Still, some analysts and investors remain concerned that the cost of loans will rise during year end, when banks typically shrink their balance sheets.
The $2.2 trillion repurchase agreement (repo) market is a crucial source of funding and helps ensure that banks, companies and asset managers have the liquidity to meet their daily operational needs.
The market came under stress in September as demand for funds to settle Treasury purchases and pay corporate taxes overwhelmed loans available.
Investors are focused on the repo market this week as companies again face tax obligations while $78 billion in Treasury supply will need to be settled.
“When we had the real craziness and volatility in September it was exactly this time,” said Tom Simons, a money market economist at Jefferies in New York.
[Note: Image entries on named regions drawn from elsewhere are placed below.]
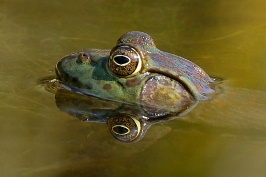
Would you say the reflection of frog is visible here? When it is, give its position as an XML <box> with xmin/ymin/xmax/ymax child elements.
<box><xmin>56</xmin><ymin>31</ymin><xmax>213</xmax><ymax>117</ymax></box>
<box><xmin>54</xmin><ymin>88</ymin><xmax>188</xmax><ymax>142</ymax></box>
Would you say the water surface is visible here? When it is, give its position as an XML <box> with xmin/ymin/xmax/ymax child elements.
<box><xmin>0</xmin><ymin>0</ymin><xmax>266</xmax><ymax>177</ymax></box>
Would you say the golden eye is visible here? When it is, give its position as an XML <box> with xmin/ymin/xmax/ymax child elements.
<box><xmin>109</xmin><ymin>45</ymin><xmax>142</xmax><ymax>77</ymax></box>
<box><xmin>107</xmin><ymin>114</ymin><xmax>142</xmax><ymax>142</ymax></box>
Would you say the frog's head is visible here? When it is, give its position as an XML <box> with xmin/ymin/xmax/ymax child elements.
<box><xmin>56</xmin><ymin>31</ymin><xmax>213</xmax><ymax>116</ymax></box>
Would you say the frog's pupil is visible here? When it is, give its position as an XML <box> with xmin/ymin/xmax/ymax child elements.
<box><xmin>113</xmin><ymin>125</ymin><xmax>129</xmax><ymax>135</ymax></box>
<box><xmin>114</xmin><ymin>56</ymin><xmax>129</xmax><ymax>66</ymax></box>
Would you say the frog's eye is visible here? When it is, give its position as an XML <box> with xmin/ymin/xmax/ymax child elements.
<box><xmin>109</xmin><ymin>45</ymin><xmax>142</xmax><ymax>77</ymax></box>
<box><xmin>107</xmin><ymin>114</ymin><xmax>142</xmax><ymax>142</ymax></box>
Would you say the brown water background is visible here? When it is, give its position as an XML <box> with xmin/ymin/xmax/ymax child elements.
<box><xmin>0</xmin><ymin>0</ymin><xmax>266</xmax><ymax>177</ymax></box>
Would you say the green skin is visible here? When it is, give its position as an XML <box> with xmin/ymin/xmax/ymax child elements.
<box><xmin>55</xmin><ymin>31</ymin><xmax>213</xmax><ymax>116</ymax></box>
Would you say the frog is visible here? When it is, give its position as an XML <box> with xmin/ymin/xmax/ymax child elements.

However, “the Fed has done a lot to try to combat this.”
The New York Federal Reserve has increased the amount of liquidity it is providing to banks through its daily repo operations in a bid to avoid a repeat of September’s funding strains.
A 32-day repo operation on Monday was slightly oversubscribed, with the Fed accepting $50 billion from $54.25 billion in bids. The Fed also accepted all $36.40 billion in bids at an overnight operation.
The cost to obtain an overnight loan backed by Treasury collateral increased to 1.70%, from 1.62% on Friday, before dropping back to 1.52%. It remains within the Fed’s target range for the federal funds rate of 1.50% to 1.75%.
While the repo market appeared to be functioning smoothly on Monday, concerns remain that funding will dry up over year-end when banks typically pare their balance sheets.
The Fed’s repo operations are made only with major dealers, with the banks in turn passing liquidity on to their clients.
The banks are likely to reduce the availability of these loans over year end, however, as they seek to hit specific risk and capital ratios.
“Balance sheets are certainly going to dry up as we get closer to year end,” said Simons. “Dealers aren’t going to be taking on much extra, if any, to lend out to customers who might have to be paying up to fund themselves.”